Motivation

Depending on your traffic demand, you can use AWS cloud's ability to acquire and release resources automatically. Some services, such as S3 and SQS, do that automatically, while others, such as EC2, integrate with AWS Auto Scaling. Once configured, it boils down to fluctuating EC2 instances starting or shutting down frequently. Even when not using AWS Autoscaling, your EC2 instances may need to be restarted occasionally for maintenance and updating purposes. Thus, it is best practice to validate your application's behavior.

Structure

We ensure that a load-balanced user-facing endpoint fully works while having all EC2 instances available. While restarting an EC2 instance, the HTTP endpoint continues operating but may suffer from degraded performance (e.g., lower success rate or higher response time). The performance should recover to a 100% success rate once all EC2 instances are back.

Solution Sketch

• AWS Well-Architected Framework
• Kubernetes liveness, readiness, and startup probes

Motivation

AWS hosts your deployments and services across multiple locations worldwide. From a reliability standpoint, AWS regions and Availability Zones are most interesting. While the former refers to separate geographic areas spread worldwide, the latter refers to an isolated location within a region. For most use cases, applying deployments across AWS availability zone is sufficient.
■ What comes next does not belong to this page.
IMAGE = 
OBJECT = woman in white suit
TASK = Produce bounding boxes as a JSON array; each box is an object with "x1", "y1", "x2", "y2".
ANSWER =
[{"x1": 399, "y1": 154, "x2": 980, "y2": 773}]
Given that failures may happen at this level quite frequently, you should verify that your applications are still working in case of an outage.

Structure

We leverage the AWS blackhole attack to simulate an AWS availability zone outage. Before the simulated outage, we ensure that a load-balanced user-facing endpoint works appropriately. During an AWS availability zone's unavailability, the HTTP endpoint must continue operating but may suffer from degraded performance (e.g., lower success rate or higher response time). The performance should recover as soon as the zone is back again.

Solution Sketch

• Regions and Zones
• Kubernetes liveness, readiness, and startup probes

Motivation

Latency issues in Redis can lead to degraded system performance, longer response times, and potentially lost or delayed data. By testing your system's resilience to Redis latency, you can ensure that it can handle increased processing time and maintain its throughput during increased latency. Additionally, you can identify any potential bottlenecks or inefficiencies in your system and take appropriate measures to optimize its performance and reliability.

Structure

We will verify that a load-balanced user-facing endpoint fully works while having all pods ready. As soon as we simulate Redis latency, we expect the system to maintain its throughput and indicate unavailability appropriately. We can introduce delays in Redis operations to simulate latency. The experiment aims to ensure that your system can handle increased processing time and maintain its throughput during increased latency. The performance should return to normal after the latency has ended.

Motivation

Redis downtime can lead to degraded system performance, lost data, and potentially long system recovery times. By testing your system's resilience to Redis downtime, you can ensure that it can handle the outage gracefully and continue to deliver its intended functionality. Additionally, you can identify any potential weaknesses in your system and take appropriate measures to improve its performance and resilience.

Structure

We will verify that a load-balanced user-facing endpoint fully works while having all pods ready. As soon as we simulate Redis downtime, we expect the system to indicate unavailability appropriately and maintain its throughput. We can block the traffic to the Redis instance to simulate downtime. The experiment aims to ensure that your system can gracefully handle the outage and continue delivering its intended functionality. The performance should return to normal after the Redis instance is available again.